Job Recruitment Website - Social security inquiry - There are several types of endowment insurance.

There are several types of endowment insurance.

At present, the national pension insurance systems in the world can be divided into three types, namely, insurance-funded (also known as traditional) pension insurance, compulsory savings pension insurance (also known as provident fund model) and national overall pension insurance.

Guaranteed endowment insurance is one of the modes of endowment insurance. The government passed relevant legislation as the basis for enforcement. In addition to individuals paying endowment insurance premiums and enterprises paying social insurance premiums for employees, the government also allocates funds from the government as part of the insurance fund according to law. After the insured reaches a certain age and retires, he can get a regular pension after canceling his labor obligations, and the amount is usually related to the income level at work. The United States and Japan adopt this model. Emphasizing self-protection at the same time of state funding embodies the unity of rights and obligations and has strong social mutual assistance. The shortcomings are as follows: the standard of paying endowment insurance premium is very complicated and difficult to master; With the acceleration of population aging, the burden of the state, enterprises and social members will become heavier and heavier, which will restrict a country's economic development. Countries implementing this model began to turn to multi-level pension insurance, that is, to establish different levels of pension insurance systems according to different pension insurance objectives.

Compulsory savings endowment insurance is an endowment insurance system mainly implemented in developing countries in Southeast Asia. Its name is "Central Provident Fund System", which was first produced in 1950s. According to incomplete statistics, there are about a dozen countries, such as Fiji, Ghana, India, Indonesia, Malaysia, Kenya, Nepal, Nigeria, Singapore, Sri Lanka, Tanzania, Uganda, Zambia and Solo Islands. Among them, Singapore's achievements are the most remarkable. Its biggest feature is that it does not need state financial allocation, and it forces employees and employers to take out insurance at the same time. Fully realized the principle of self-protection.

The national overall endowment insurance system refers to a typical welfare endowment insurance system in which the state (or the state and the employing unit) bears the endowment insurance premium of employees in full, and the employees do not pay.

The role of endowment insurance:

1. Old-age security: The most basic function of old-age insurance is to provide old-age security for the insured and ensure that they have a certain source of livelihood after retirement. At present, China's social security system is constantly improving, and endowment insurance has become one of the main components of China's social security. After paying a certain pension insurance premium, the insured can get basic pension insurance benefits after retirement, thus alleviating the economic pressure after retirement.

2. Improve the quality of retirement life: In addition to the basic old-age insurance, there are additional old-age insurance such as enterprise annuity and occupational annuity. These extra old-age insurance can further improve the quality of retirement life. Enterprise annuity is a form for enterprises to strengthen the welfare protection for employees, which can supplement the deficiency of basic old-age insurance and provide better retirement benefits. Occupational annuity is an old-age insurance plan managed by professional organizations or trade associations, and it is also a way for enterprises to strengthen employee welfare protection.

3. Promote consumption upgrading: The popularization of endowment insurance can also promote consumption upgrading. Old-age insurance provides retirement protection for the elderly, so that the elderly are no longer dragged down by economic pressure, thus having more funds for daily life and consumption. This also means that with the popularization and improvement of endowment insurance, the consumption power of the elderly will be improved, which will help promote consumption upgrading.

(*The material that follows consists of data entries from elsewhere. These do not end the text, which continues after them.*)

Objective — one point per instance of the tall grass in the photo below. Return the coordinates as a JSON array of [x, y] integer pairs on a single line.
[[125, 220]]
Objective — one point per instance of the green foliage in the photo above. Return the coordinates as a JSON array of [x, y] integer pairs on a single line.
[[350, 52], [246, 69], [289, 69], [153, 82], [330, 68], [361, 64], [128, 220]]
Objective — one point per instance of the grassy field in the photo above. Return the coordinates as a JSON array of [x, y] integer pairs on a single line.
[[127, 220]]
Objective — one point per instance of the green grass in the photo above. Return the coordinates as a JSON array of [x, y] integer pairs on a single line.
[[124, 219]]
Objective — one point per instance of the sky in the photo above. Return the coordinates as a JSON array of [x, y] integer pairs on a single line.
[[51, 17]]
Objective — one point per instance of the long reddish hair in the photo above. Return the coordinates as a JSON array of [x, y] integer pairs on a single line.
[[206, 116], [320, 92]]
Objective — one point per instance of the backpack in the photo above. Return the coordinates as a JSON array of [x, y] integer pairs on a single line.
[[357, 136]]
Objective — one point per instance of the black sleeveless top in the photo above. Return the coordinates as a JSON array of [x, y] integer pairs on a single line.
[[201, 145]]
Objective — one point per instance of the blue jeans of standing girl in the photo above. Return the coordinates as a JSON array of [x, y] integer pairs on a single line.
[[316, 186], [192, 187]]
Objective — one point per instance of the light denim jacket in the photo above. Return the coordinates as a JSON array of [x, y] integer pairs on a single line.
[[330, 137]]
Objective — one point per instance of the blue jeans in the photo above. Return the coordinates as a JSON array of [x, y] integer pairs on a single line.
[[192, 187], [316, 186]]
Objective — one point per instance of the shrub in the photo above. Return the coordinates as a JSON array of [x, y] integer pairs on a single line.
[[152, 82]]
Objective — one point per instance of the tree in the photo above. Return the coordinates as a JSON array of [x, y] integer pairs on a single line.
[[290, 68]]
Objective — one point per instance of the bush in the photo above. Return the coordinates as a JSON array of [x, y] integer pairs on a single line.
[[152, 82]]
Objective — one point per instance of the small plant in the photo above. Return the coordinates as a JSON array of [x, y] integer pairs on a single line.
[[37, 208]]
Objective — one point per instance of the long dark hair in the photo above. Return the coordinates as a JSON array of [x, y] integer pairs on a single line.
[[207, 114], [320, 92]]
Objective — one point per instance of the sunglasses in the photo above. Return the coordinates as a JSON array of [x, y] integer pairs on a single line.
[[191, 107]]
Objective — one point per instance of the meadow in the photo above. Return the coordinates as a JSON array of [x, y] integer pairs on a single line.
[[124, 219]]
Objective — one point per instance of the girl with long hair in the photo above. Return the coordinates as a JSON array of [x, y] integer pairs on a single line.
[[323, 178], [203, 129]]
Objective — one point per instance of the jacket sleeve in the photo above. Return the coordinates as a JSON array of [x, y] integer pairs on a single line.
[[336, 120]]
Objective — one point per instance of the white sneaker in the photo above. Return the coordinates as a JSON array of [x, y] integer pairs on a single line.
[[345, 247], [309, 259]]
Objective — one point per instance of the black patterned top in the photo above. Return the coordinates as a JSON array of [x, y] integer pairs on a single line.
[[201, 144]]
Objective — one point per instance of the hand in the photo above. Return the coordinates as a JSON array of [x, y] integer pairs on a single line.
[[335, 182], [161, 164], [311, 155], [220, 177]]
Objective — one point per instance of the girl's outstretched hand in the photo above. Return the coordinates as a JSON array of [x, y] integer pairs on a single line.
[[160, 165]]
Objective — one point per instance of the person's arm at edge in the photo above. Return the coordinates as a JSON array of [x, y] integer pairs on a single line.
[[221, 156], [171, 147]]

4. Relieve the family's economic pressure: The popularization of endowment insurance can also alleviate the family's economic pressure. Under the traditional mode of providing for the aged, children need to bear the burden of providing for the aged after their parents retire. With the development of old-age insurance, the elderly can get certain retirement benefits through old-age insurance, reducing the financial burden of their children. This can not only improve the quality of life of the elderly, but also enable children to face the pressure and work of daily life more calmly.

To sum up, old-age insurance can not only provide old-age security, but also improve the quality of retirement life, promote consumption upgrading, and reduce family economic pressure. As an important social security system, the popularization and perfection of endowment insurance will help to meet the needs of the elderly and promote social progress.

Legal basis:

People's Republic of China (PRC) social insurance law

Article 12

The employing unit shall pay the basic old-age insurance premium according to the proportion of the total wages of its employees stipulated by the state, and record it in the basic old-age insurance pooling fund.

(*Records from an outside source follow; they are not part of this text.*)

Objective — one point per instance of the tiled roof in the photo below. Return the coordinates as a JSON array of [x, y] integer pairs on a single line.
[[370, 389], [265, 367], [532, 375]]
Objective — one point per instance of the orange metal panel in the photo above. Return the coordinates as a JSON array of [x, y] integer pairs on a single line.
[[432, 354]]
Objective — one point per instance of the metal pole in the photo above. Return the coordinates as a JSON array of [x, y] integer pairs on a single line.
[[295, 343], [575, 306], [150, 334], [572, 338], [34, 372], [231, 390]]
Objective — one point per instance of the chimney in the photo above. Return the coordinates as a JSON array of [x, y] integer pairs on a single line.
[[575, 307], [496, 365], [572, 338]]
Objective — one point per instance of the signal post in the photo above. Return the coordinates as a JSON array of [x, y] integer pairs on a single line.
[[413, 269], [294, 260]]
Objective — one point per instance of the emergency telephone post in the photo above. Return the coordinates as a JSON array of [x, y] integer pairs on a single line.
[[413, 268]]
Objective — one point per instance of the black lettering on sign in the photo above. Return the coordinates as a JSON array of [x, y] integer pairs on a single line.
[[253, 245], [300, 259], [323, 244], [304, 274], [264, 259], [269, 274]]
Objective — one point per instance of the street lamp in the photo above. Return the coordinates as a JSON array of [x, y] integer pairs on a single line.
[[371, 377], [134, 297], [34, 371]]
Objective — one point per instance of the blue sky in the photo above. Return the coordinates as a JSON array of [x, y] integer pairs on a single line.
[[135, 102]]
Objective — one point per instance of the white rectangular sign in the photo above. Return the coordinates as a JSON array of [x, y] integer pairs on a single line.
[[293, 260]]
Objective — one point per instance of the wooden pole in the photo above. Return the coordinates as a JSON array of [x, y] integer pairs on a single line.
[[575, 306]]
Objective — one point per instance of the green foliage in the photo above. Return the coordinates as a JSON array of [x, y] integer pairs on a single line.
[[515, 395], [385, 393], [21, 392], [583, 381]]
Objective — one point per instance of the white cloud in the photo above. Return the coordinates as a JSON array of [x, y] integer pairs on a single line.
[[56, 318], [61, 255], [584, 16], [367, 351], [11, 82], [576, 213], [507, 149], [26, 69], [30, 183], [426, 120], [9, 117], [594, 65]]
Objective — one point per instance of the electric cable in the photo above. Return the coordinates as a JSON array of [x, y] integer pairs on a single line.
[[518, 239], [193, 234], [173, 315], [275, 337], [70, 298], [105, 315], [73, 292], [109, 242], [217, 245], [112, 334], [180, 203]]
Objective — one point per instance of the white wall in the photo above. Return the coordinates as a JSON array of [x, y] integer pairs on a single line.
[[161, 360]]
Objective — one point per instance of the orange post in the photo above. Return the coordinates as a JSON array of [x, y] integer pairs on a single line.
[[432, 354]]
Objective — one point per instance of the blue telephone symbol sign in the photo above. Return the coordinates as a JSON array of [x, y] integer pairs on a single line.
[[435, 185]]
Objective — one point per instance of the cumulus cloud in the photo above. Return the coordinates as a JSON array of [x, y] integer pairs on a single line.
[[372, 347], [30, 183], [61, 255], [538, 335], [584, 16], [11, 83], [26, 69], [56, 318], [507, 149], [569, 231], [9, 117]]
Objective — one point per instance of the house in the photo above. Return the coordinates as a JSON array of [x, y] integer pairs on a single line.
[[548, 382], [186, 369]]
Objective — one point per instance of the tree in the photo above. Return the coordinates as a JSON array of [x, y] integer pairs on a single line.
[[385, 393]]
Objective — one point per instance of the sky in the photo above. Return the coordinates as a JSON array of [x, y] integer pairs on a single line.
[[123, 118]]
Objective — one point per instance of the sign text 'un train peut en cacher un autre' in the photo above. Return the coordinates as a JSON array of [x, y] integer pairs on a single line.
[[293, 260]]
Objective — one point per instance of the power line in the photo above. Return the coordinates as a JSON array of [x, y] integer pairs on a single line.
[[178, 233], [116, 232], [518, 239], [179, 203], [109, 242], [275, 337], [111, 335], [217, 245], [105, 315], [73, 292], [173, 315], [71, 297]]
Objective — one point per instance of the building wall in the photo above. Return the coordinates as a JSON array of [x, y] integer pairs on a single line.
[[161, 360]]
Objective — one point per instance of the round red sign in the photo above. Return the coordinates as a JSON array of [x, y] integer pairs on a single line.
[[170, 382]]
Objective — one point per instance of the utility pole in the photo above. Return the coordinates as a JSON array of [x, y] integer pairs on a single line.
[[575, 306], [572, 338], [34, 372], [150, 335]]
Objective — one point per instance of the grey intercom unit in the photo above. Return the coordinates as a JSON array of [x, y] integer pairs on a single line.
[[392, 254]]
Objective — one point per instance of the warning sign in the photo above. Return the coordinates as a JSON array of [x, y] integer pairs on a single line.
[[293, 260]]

Employees shall pay the basic old-age insurance premium in accordance with the proportion of wages stipulated by the state and record it in their personal accounts.

Individual industrial and commercial households without employees, part-time employees who have not participated in the basic old-age insurance in the employing unit and other flexible employees who have participated in the basic old-age insurance shall pay the basic old-age insurance premiums in accordance with state regulations and record them in the basic old-age insurance pooling fund and individual accounts respectively.